James’s last update on Michael Crabtree was not intended to go in the matchup preview, but it might as well have been.
Well, the answer is simple: They seldom use Asomugha to follow the teams best receiver. They did this for the majority of the Arizona game and Asomugha held Larry Fitzgerlad to one catch (Fitzgerald’a TD grab came against a zone).
Much the the chagrin of many fans, the Raiders tend to stick Asomugha on one side and leave him there. They also have the nagging tendency to have coverage breakdowns and missed assignments that lead to wide open receivers. See Charger Malcom Floyd and his 200+ yards last week.
So, will Crabtree have a big day against the Raiders? It probably comes down to one thing: Will Asomugha shadow Crabtree. At first glimpse, this doesn’t look like the kind of situation where the Raiders would have Asomugha follow around one player. Looking further, I can’t help but think, maybe there was never a time where they would be more inclined to do so.
As James acutely pointed to Crabtree’s competitiveness and ability to be fueled by scorn, Crabtree may find he is still light years behind one man in being driven by spite. That man is Al Davis.
Al Davis does not like to lose a battle of spite.
Davis was likely the driving force behind selecting Heyward-Bey over Crabtree. The last thing Davis is going to want to see is Crabtree running free in the secondary for a big game while Heyward-Bey runs around silently and gets his seventh game without a catch.

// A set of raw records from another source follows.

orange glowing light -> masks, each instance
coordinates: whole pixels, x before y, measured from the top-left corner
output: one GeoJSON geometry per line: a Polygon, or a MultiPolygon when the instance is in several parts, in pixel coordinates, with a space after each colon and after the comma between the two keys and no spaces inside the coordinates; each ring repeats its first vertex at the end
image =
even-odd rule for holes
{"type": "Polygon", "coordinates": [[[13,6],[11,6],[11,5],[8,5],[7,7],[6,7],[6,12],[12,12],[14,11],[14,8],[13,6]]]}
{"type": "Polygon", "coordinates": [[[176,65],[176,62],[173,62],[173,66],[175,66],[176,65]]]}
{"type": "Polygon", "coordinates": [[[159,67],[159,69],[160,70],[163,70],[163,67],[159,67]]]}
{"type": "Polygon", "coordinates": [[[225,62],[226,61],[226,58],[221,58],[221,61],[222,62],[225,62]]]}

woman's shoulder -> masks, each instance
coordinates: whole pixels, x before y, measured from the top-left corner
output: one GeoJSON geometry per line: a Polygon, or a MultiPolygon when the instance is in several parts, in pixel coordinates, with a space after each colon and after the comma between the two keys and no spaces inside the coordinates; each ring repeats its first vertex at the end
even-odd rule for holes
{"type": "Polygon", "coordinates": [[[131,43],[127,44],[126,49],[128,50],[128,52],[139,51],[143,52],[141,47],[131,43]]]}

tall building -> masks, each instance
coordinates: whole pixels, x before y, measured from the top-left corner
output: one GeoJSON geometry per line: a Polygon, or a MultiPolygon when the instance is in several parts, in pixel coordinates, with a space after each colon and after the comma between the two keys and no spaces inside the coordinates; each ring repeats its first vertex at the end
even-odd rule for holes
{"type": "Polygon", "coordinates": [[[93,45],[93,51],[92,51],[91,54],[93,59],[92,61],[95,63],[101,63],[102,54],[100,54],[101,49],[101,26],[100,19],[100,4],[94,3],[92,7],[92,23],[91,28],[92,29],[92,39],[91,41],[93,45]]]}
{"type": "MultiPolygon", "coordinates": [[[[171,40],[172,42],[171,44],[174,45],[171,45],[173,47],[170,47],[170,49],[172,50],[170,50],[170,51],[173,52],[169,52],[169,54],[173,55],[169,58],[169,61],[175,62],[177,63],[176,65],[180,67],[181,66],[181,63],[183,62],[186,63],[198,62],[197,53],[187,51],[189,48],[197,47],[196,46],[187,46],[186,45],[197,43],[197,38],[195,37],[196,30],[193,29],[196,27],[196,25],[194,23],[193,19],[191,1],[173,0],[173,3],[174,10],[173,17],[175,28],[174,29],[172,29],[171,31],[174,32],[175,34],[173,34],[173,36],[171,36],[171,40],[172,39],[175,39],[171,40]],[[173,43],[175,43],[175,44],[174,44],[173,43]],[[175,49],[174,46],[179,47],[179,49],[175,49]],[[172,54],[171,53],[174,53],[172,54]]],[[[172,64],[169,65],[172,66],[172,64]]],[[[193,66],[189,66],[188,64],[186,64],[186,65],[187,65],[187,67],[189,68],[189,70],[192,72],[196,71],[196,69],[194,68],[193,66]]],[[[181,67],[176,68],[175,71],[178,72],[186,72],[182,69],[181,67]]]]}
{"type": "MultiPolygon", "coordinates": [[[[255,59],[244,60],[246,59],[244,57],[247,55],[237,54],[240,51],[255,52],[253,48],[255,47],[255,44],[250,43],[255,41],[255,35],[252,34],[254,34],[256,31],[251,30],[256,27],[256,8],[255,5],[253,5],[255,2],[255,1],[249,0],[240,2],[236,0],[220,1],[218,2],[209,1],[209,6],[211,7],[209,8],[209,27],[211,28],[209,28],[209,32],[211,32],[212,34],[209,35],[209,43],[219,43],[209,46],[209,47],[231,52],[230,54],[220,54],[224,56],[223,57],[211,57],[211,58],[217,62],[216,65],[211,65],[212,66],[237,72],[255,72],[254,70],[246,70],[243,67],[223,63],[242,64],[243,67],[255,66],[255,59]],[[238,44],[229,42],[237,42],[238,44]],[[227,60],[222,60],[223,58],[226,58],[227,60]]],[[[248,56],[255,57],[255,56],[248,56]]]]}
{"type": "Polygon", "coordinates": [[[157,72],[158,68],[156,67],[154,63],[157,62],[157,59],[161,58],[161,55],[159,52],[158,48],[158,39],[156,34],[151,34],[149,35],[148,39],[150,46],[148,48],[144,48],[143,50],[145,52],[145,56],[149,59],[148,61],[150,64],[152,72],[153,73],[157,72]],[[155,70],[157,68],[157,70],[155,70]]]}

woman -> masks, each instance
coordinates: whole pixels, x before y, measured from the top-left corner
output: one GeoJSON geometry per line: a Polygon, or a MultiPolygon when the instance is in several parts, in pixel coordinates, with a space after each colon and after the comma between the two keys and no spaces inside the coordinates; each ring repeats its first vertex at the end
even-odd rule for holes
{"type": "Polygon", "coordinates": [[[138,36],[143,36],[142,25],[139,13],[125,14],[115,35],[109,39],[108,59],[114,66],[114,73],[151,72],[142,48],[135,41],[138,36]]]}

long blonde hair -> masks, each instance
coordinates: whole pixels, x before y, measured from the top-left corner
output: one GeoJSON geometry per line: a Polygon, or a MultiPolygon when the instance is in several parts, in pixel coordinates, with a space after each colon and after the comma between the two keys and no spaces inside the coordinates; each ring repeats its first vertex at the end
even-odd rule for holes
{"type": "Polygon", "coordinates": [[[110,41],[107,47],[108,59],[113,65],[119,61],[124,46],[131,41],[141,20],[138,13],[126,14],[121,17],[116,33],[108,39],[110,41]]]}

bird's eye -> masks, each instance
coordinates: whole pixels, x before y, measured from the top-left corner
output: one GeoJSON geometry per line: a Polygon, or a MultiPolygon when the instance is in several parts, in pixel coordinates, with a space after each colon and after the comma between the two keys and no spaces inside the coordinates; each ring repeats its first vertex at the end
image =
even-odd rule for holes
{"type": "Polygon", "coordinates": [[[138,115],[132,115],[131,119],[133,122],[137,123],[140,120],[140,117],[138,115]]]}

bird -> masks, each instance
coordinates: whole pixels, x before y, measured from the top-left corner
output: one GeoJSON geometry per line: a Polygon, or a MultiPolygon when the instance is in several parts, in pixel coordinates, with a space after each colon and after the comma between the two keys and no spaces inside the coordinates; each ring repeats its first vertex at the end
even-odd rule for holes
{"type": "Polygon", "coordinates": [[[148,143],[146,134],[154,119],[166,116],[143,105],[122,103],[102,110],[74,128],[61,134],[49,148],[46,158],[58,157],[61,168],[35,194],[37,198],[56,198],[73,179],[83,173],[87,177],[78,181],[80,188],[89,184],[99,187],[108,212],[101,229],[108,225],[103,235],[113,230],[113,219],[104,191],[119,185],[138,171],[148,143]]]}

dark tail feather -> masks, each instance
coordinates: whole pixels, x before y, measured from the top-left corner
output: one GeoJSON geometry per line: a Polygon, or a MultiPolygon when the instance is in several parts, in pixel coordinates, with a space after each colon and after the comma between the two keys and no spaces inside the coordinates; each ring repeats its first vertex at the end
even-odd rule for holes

Davis has always made sure his imprint is on the defense and he very well may make it known that the coaches should use Nnamdi to shut down the WR that openly mocked the Raiders when they did not select him.
On the same note, I am sure he would like to see Heyward-Bey have his biggest game. The first three games Heyward-Bey was getting plenty of throws his way. These throws have tapered off the last two weeks, which happened to coincide with a groin pull.
I would be shocked if Heyward-Bey was not a focal point this week. The only thing holding him back may be his Quarterback. Jason Campbell’s strength has never been getting the Wide Receivers the ball.